• Bill Greider

The Spirit of Andon: Solving Problems before the Trail is Cold

As football officials, we are taught to stop play and come together ANYTIME we think something doesn't look right. Misapplication of a rule, enforcement of a penalty-anything that just doesn't seem right !! It probably happens once or twice per game on average. We are drilled not to pass the defect down the line and talk about it in the locker room after the game.

All of you lean thinkers know that any person working on the line at Toyota is given the power to stop the line anytime they noticed a defect. It's a catastrophe if a defect is passed along. The thinking is we want to treat problems when they happen, not put them into inventory to be dealt with later, and we want the learning to happen as close as possible to where the problem is. (if you really think about it, the "trail" is getting cold even if the problem waits for MRB the next morning!) We have all heard stories about the line being stopped, triggering a very rapid Plan-Do-Check-Act cycle with a team quickly assembled at the line to quickly get an understanding of the current condition, work to root cause, and then implement countermeasures. All in 12-15 minutes. The idea is that the urgency created by stopping the line drives organizational learning. The spirit of andon is really about having enough ownership to confidently say, "hold on, this isn't right!!" 

Recent history is full of examples of catastrophes that would never have happened if someone with knowledge of a "defect" had pulled the cord. The space shuttle Challenger disaster, Chernobyl, Vioxx, and Hurricane Katrina are a few examples. People who could see imminent disaster felt powerless to pull the cord.  For example, any lab technician at Thiokol working on the O-rings, had they felt powerful enough, could have pulled the cord until it was very visible to everyone that the space shuttle launch needed to be delayed until they no longer leaked.

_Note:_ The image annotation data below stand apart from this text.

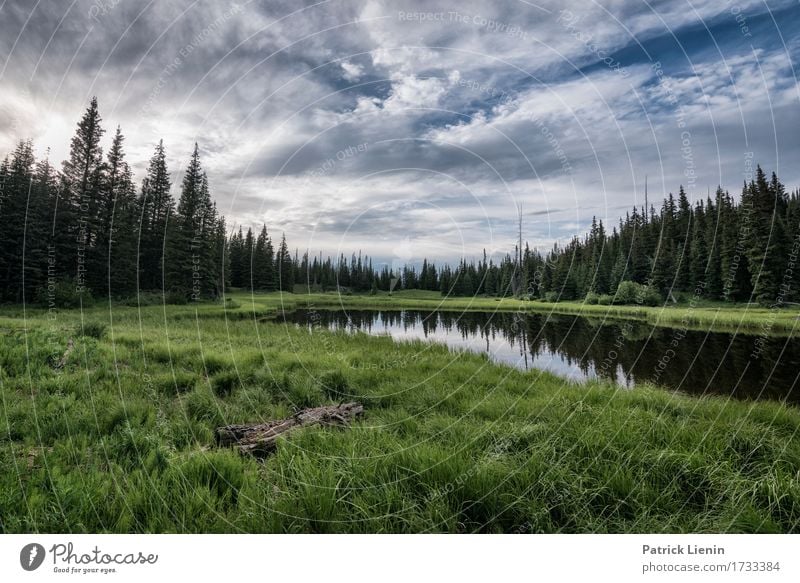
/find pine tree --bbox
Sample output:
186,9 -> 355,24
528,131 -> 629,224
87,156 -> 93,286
276,234 -> 294,292
138,140 -> 175,290
55,98 -> 104,292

The newest civil engineer could have pulled the cord by barging into the mayor's office insisting that the levees just wouldn't hold back a category 3 hurricane.

 How willing are we to "pass problems along? I have seen andon lights covered with rags because the operator gets tired of "pulling the chord" and nothing happens!

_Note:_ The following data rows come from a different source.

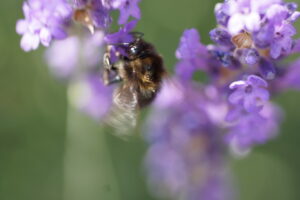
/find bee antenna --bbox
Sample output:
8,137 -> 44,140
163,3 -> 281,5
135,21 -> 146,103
109,42 -> 130,46
130,31 -> 144,39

I believe we need to work up to this "spirit of andon", and A3 is the way to do just that. What if any complaint, defect, rework, scrap, safety concern etc. that happens this week goes on the A3 board within 24 hours, and has to be "closed" within 4 days?  That is, a leader is assigned, they recruit a 3-5 person team, and spend 20 minutes daily until it is solved using A3 thinking.....leveraging diversity and gaining agreement as they navigate through understanding the current condition, doing root cause analysis (5 Why or Fishbone), agreeing to a target condition and implementation plan, and finally teaching everyone else what they learned. Companies that do hundreds of A3s per year get better and better at solving problems....and "better" is code for "faster." If one person or even one department (silo) solves all the problems, it takes way too long. The trail is cold!!! Once you pull together the right cross-functional team, it happens much faster.

Lean is about learn by doing. If you are one of the growing list of companies using A3 thinking as your primary vehicle to do kaizen, try applying the spitrit of andon....refuse to pass any problems down the line.